Problem 7.5
Median-of-3 partition
One way to improve the
RANDOMIZED-QUICKSORT
procedure is to partition around a pivot that is chosen more carefully than by picking a random element from the subarray. One common approach is the median-of-3 method: choose the pivot as the median (middle element) of a set of 3 elements randomly selected from the subarray. (See exercise 7.4-6.) For this problem, let us assume that the elements of the input array $A[1 \ldots n]$ are distinct and that $n \ge 3$. We denote the sorted output array by $A'[1 \ldots n]$. Using the median-of-3 method to choose the pivot element $x$, define $p_i = \Pr\{x = A'[i]\}$.
- Give an exact formula for $p_i$ as a function of $n$ and $i$ for $i = 2, 3, \ldots, n - 1$. (Note that $p_1 = p_n = 0$.)
- By what amount have we increased the likelihood of choosing the pivot as $x = A'[\lfloor(n+1)/2\rfloor]$, the median of $A[1 \ldots n]$, compared with the ordinary implementation?
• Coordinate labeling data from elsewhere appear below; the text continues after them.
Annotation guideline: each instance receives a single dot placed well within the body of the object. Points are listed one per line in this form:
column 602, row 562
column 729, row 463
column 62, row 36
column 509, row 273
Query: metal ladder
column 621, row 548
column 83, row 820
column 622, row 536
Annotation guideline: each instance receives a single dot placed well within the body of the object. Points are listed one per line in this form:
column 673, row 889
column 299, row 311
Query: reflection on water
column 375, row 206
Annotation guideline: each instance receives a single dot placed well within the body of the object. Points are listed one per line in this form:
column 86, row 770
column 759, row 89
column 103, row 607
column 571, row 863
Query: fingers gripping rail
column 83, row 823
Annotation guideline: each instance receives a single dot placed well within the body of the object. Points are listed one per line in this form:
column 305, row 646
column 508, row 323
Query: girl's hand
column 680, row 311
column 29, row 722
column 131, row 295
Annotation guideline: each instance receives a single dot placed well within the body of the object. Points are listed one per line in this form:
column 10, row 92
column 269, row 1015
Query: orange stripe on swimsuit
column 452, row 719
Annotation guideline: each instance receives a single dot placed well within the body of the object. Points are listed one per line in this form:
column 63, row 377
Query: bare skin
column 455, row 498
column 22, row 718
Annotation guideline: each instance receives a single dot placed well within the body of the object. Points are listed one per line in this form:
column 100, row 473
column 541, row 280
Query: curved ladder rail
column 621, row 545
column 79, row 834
Assume that $n \to \infty$, and give the limiting ratio of these probabilities.
- If we define a "good" split to mean choosing the pivot as $x = A'[i]$, where $n/3 \le i \le 2n/3$, by what amount have we increased the likelihood of getting a good split compared with the ordinary implementation? (Hint: Approximate the sum by an integral.)
- Argue that in the $\Omega(n\lg{n})$ running time of quicksort, the median-of-3 method affects only the constant factor.
Probability
There are $n!/(n-3)!$ 3-permutations of all possible picks. In order to have the $i$th element, we need to pick one smaller, the $i$th element and one larger. There are $i - 1$ ways to pick a smaller one and $n-i$ ways to pick the larger. There are $3! ways to arrange how the three elements are picked. Thus:
$$ p_i = \frac{6(i-1)(n-i)}{n(n-1)(n-2)} $$
Improvement
$$ \lim_{n \to \infty}\frac{6(i-1)(n-i)}{n(n-1)(n-2)}/\frac{1}{n} = \lim_{n \to \infty}\frac{6n(n/2 - 1)(n/2)}{(n-1)(n-2)} = \lim_{n \to \infty}\frac{6(n^2 - 2n)}{4(n^2 - 3n + 2)} = \frac{6}{4} $$
We get a $1.5$ improvement, which does not seem that much.
Improvement
From exercise 7.2-6 we know that we get a "good" split with probability $1 - 2(1/3) = 1/3$. As for the probability of getting a good split with median-of-3:
$$ \begin{aligned} \lim_{n \to \infty}\sum_{i=n/3}^{2n/3}\frac{6(i-1)(n-i)}{n(n-1)(n-2)} &= \lim_{n \to \infty}\frac{6}{n(n-1)(n-2)}\sum_{i=n/3}^{2n/3}(i-1)(n-i) \\ &= \lim_{n \to \infty}\binom{n}{3}\int_{n/3}^{2n/3}(i-1)(n-1)\mathrm{d}i \\ & \quad \Bigg( \int(i-1)(n-1)\mathrm{d}i = \frac{1}{6}(3ni^2 - 6ni - 2i^3 + 3i^2) \Bigg) \\ &= \lim_{n \to \infty}\binom{n}{3}\frac{1}{6}\bigg[ \frac{36}{27}n^3 - \frac{16}{27}n^3 + o(n^3) - \frac{9}{27}n^3 + \frac{2}{27}n^3 + o(n^3) \bigg] \\ &= \lim_{n \to \infty}\frac{1}{n(n-1)(n-2)} \frac{13}{27}(n^3 + o(n^3)) \\ &= \lim_{n \to \infty}\frac{13}{27}\frac{n^3 + o(n^3)}{n^3 + o(n^3)} \\ &= \frac{13}{27} \end{aligned} $$
Thus, as $n$ grows, the chance of getting a "good" split converges to $13/27$. The improvement is:
$$ \frac{13}{27} \div \frac{1}{3} = \frac{39}{27} \approx 1.444(4) $$
Improvement
The running time would improve if the new approach can always pick a good split. Unfortunatelly, it can't. It makes it impossible for one of the splits to be empty, but it can still pick a $1$-to-$n-2$ split. It improves the probability of a good split and adds some overhead to picking the pivot, but it makes no hard guarantees on the quality of the split. Thus, the algorithm remains $\Omega(n\lg{n})$ and $\O(n^2)$.